Bitcoin Surges Past $91K as Shorts Liquidated, Volume Soars
**Bitcoin Price Soars Past $91,000 as Short Sellers Get Crushed**
Bitcoin made a big move on Tuesday, jumping above $91,000 in one of its strongest daily rallies in months. The surge was triggered by a massive wave of short liquidations — traders betting against Bitcoin were forced to exit their positions, pushing prices even higher.
Over the last 24 hours, more than $157 million worth of Bitcoin short positions were wiped out, according to data from Coinglass. Across the entire crypto market, total liquidations hit $312 million. This sudden price spike and increased volatility drove a surge in trading activity, with daily crypto trading volume doubling to over $92 billion.
**Ethereum and XRP Also See Major Gains**
It wasn’t just Bitcoin seeing green. Ethereum shot up nearly 10%, briefly breaking above $3,000 ahead of its upcoming Fusaka network upgrade. XRP also joined the rally, gaining around 7.3% to trade at $2.14.
**Market Remains Sensitive to Fed Policy**
Even though crypto prices rebounded strongly, analysts are warning that markets remain fragile. Much of Bitcoin’s performance at the end of the year could depend on what happens during the Federal Reserve’s key meeting on December 9–10.
On Monday, the Fed announced the end of its quantitative tightening program and injected $13.5 billion into the financial system through overnight repos. While the Fed called this a routine move to manage short-term liquidity, some investors took it as a signal of possible easing in monetary policy — which tends to support risk assets like crypto.
**Bitcoin Hits Weekly Highs as Institutional Interest Grows**
By Tuesday afternoon, Bitcoin was trading around $91,089 — up 8% in just 24 hours. That’s a sharp rebound from last week’s low of $83,989 and puts it at a new 7-day high. Bitcoin’s market cap climbed to $1.79 trillion, boosted by increased institutional buying and fresh money flowing into the market.
Big players on Wall Street are starting to embrace regulated crypto investment products. Bank of America is making a major shift by allowing its 15,000 financial advisors to recommend crypto allocations of 1% to 4%. Starting January 5, the bank will offer formal coverage of several Bitcoin ETFs, including Bitwise BITB, Fidelity FBTC, Grayscale Bitcoin Mini Trust, and BlackRock IBIT.

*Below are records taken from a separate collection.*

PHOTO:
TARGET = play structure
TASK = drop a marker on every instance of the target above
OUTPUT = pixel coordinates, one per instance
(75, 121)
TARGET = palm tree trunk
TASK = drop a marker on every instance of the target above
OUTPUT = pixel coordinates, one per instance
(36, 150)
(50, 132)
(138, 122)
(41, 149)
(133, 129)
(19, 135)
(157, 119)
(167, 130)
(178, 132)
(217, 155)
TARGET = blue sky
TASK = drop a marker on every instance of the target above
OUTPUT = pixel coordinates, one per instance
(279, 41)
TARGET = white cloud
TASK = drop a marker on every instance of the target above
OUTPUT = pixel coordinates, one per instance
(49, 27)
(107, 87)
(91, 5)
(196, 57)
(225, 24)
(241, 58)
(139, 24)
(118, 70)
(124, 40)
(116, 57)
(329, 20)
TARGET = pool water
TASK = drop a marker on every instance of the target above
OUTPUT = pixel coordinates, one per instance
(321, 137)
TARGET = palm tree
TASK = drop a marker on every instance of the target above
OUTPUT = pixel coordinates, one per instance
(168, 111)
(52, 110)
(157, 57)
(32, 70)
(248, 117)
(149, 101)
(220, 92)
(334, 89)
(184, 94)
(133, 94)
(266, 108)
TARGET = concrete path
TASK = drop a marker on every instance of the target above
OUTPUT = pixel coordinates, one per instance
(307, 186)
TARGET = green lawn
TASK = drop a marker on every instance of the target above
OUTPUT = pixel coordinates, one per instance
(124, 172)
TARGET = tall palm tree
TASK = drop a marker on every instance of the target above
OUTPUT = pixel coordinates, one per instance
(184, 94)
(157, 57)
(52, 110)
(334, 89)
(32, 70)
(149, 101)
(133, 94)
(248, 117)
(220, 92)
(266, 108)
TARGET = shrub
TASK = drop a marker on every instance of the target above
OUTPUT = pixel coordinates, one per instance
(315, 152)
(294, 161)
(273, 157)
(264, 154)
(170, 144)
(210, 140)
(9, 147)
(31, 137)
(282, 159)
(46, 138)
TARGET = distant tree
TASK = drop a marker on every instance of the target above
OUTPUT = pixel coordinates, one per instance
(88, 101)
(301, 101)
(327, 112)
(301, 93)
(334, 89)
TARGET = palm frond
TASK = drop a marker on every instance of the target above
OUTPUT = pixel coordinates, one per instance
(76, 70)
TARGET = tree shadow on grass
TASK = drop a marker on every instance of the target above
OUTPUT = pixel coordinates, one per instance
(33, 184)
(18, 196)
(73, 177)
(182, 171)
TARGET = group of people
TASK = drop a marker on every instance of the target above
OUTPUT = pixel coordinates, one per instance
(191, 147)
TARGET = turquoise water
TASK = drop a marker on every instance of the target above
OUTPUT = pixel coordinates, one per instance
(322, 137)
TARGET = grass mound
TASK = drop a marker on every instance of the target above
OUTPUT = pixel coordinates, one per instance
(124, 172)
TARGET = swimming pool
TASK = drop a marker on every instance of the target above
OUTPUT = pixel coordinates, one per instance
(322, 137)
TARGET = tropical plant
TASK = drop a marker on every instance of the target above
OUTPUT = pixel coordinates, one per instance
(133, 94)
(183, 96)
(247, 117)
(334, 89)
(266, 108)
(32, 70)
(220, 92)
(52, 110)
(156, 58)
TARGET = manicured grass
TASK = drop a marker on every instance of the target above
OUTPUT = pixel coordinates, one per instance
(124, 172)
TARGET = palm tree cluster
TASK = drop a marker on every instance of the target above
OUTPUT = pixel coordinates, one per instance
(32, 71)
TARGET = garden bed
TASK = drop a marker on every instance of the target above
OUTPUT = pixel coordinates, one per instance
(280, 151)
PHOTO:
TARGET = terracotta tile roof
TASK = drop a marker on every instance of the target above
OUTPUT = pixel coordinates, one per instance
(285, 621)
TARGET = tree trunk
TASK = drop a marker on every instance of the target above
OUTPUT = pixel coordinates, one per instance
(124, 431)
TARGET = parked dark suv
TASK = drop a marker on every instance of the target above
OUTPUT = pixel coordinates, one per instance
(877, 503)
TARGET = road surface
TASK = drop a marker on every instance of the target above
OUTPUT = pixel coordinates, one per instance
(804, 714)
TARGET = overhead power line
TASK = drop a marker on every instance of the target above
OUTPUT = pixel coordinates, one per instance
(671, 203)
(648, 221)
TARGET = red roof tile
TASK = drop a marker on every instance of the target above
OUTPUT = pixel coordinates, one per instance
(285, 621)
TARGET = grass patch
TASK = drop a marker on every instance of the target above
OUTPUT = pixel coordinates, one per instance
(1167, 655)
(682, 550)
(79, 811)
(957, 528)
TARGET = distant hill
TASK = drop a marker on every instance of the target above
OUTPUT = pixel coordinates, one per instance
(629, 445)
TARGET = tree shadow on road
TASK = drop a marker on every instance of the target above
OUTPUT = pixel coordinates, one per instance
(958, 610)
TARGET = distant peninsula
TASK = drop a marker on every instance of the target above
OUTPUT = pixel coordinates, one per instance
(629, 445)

This is a notable change — previously, advisors weren’t even allowed to bring up Bitcoin unless clients asked about it first. Chris Hyzy, Chief Investment Officer at Bank of America Private Bank, described the move as a careful step toward treating crypto as part of a broader innovation investment strategy — but only through regulated products.
**Vanguard Opens the Door to Crypto Investing**
Another major move came from Vanguard, one of the world’s largest asset managers. Starting today, Vanguard will allow its 50 million brokerage customers to buy Bitcoin ETFs and crypto-linked mutual funds for the first time. This expands access to crypto investments for millions of traditional investors.
**Why Did Bitcoin Jump Above $91,000?**
The rally was mainly driven by short sellers getting liquidated — in simple terms, people betting against Bitcoin were forced to buy back in as prices rose quickly. This buying pressure pushed prices even higher.
**How Much Was Liquidated?**
In just 24 hours, over $157 million in Bitcoin short positions were closed out. When combined with other cryptocurrencies, total liquidations topped $312 million.
**Key Takeaways:**
– Bitcoin surged past $91K after $157M in shorts were liquidated
– Trading volume spiked to over $92B across the crypto market
– Ethereum and XRP also saw strong gains
– Institutional support is growing, with Bank of America and Vanguard expanding crypto access
– Market still sensitive to Federal Reserve decisions and liquidity conditions
This latest rally shows how fast the crypto market can move — especially when big investors and institutions start jumping in.